In the presence of patients with coronary heart disease, the use of nitrates of rapid (nitroglycerin) and prolonged action (nitron, sutac, trinitrolong, erynitol, nitrosorbide) is recommended, the effect of which is associated with relaxation of the smooth muscle of venous vessels, a decrease in venous inflow to the heart, discharge of the myocardium and restoration of blood flow in the myocardium, as well as with the increased synthesis of prostacyclin in the vascular wall. In the treatment of IHD, adrenoblockers (tracicore, cordarone, cordanum) are also used.
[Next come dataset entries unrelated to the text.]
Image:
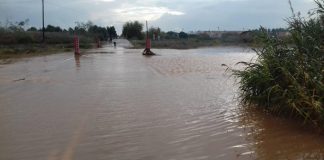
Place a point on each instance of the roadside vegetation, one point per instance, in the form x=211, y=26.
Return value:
x=18, y=40
x=133, y=31
x=287, y=77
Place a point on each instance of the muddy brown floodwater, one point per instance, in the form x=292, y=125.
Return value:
x=115, y=104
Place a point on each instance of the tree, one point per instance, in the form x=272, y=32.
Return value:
x=154, y=32
x=51, y=28
x=133, y=30
x=183, y=35
x=32, y=29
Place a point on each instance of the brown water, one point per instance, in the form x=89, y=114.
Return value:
x=115, y=104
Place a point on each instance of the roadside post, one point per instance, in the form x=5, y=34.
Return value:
x=76, y=45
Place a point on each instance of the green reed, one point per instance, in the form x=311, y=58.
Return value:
x=287, y=78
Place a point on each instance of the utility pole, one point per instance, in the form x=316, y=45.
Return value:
x=43, y=22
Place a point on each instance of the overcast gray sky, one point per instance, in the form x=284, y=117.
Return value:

Treatment of acute myocardial infarction is carried out by conventional means. To reduce the risk of often occurring in a patient with diabetes mellitus, ventricular fibrillation is recommended intravenous administration of lidocaine. Since in most cases during an acute myocardial infarction in hypertensive patients with hyperglycemia, it is advisable (if necessary) to administer small doses of simple insulin in 3-4 injections against the background of the main therapy with oral sulfanilamide preparations. It is not necessary to transfer patients with type II diabetes from oral medications to insulin, as this is often accompanied by severe insulin resistance. The combination of oral (sulfanilamide) drugs with insulin prevents this complication of insulin therapy and more gently affects the level of glycemia, preventing hypoglycemic reactions. Daily glycemia should be maintained in the range of 8.33-11.1 mmol / l (150-200 mg%).

The most effective method of treating diabetic myocardiopathy and autonomic cardiac neuropathy is maximum compensation of diabetes mellitus, metabolic abnormalities peculiar to it and prevention of progression of diabetic microangiopathy. In order to improve microcirculation, trental, clomatin, curantyl, prodectin, carmidine are used, periodically with courses of 2-3 months. In complex therapy, inosine-F, riboxin, cocarboxylase, vitamins B and C are used. In the presence of signs of vegetative neuropathy, a diet rich in myo-inositol, anticholesterase drugs, adenyl-50, dipromonium in the form of course treatment for 2-3 months per year is recommended. Since the accumulation of sorbitol in the nervous tissue plays a significant role in the pathogenesis of diabetic neuropathy, the hope is placed on the use of aldose reductase inhibitors (sorbinyl, isodibut) that undergo clinical trials.